If we remove the storage-optimization, the code runtime looks as follows:

➜ node collatz.js 1000
    Execution time: 1.169ms

➜ node collatz.js 10000
    Execution time: 3.758ms

➜ node collatz.js 100000
    Execution time: 35.035ms

➜ node collatz.js 1000000
    Execution time: 2.703s

➜ node collatz.js 5000000
    Execution time: 18.306s

➜ node collatz.js 10000000
    Execution time: 38.697s

In the file ./comparison.py you can find the needed python code to generade the graphic below. This is how the runtimes compare:

The set of all Collatz numbers up to x=90,000,000 is decidable.

Reason:
As the first exercise calculates this exact question it is decidable. Every number under 90,000,000 was decided in a finite time.

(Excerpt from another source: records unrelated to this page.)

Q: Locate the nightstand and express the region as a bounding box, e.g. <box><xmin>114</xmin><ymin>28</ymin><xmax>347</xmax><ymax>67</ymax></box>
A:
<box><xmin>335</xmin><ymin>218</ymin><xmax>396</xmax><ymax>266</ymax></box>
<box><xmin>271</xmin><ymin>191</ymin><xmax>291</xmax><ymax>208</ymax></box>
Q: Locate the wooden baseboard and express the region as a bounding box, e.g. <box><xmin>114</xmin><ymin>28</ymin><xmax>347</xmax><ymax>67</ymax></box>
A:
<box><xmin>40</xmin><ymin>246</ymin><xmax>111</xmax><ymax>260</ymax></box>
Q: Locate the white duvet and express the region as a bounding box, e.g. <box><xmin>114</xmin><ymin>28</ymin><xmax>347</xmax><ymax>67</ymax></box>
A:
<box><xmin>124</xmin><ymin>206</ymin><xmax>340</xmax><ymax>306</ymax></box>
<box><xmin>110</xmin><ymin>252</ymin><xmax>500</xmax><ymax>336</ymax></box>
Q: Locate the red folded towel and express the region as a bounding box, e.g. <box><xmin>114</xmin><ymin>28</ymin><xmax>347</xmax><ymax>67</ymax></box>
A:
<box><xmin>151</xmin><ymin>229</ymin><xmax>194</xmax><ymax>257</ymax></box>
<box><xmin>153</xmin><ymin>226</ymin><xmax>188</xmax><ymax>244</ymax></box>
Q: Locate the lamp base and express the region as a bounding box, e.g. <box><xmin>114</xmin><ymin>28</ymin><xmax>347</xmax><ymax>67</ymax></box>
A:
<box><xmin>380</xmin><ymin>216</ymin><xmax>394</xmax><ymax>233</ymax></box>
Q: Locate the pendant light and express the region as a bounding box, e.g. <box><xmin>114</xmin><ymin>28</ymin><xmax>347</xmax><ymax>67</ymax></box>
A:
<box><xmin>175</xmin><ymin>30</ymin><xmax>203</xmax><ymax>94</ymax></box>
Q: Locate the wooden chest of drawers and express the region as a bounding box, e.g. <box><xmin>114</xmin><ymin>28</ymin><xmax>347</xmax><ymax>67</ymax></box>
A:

The set of all Collatz numbers P(∞) is semi-decidable.

Reason:
As we don't know if every single n in N has a Collatz-Sequence, we cannot be sure that it is fully decidable. Our program only terminates when the sequence is done, so any n not in Collatz-able would never terminate.

This statement is probably true

Reason:
As this conjecture is still unsolved there is no definite way to tell if there is a pattern in the time-complexity.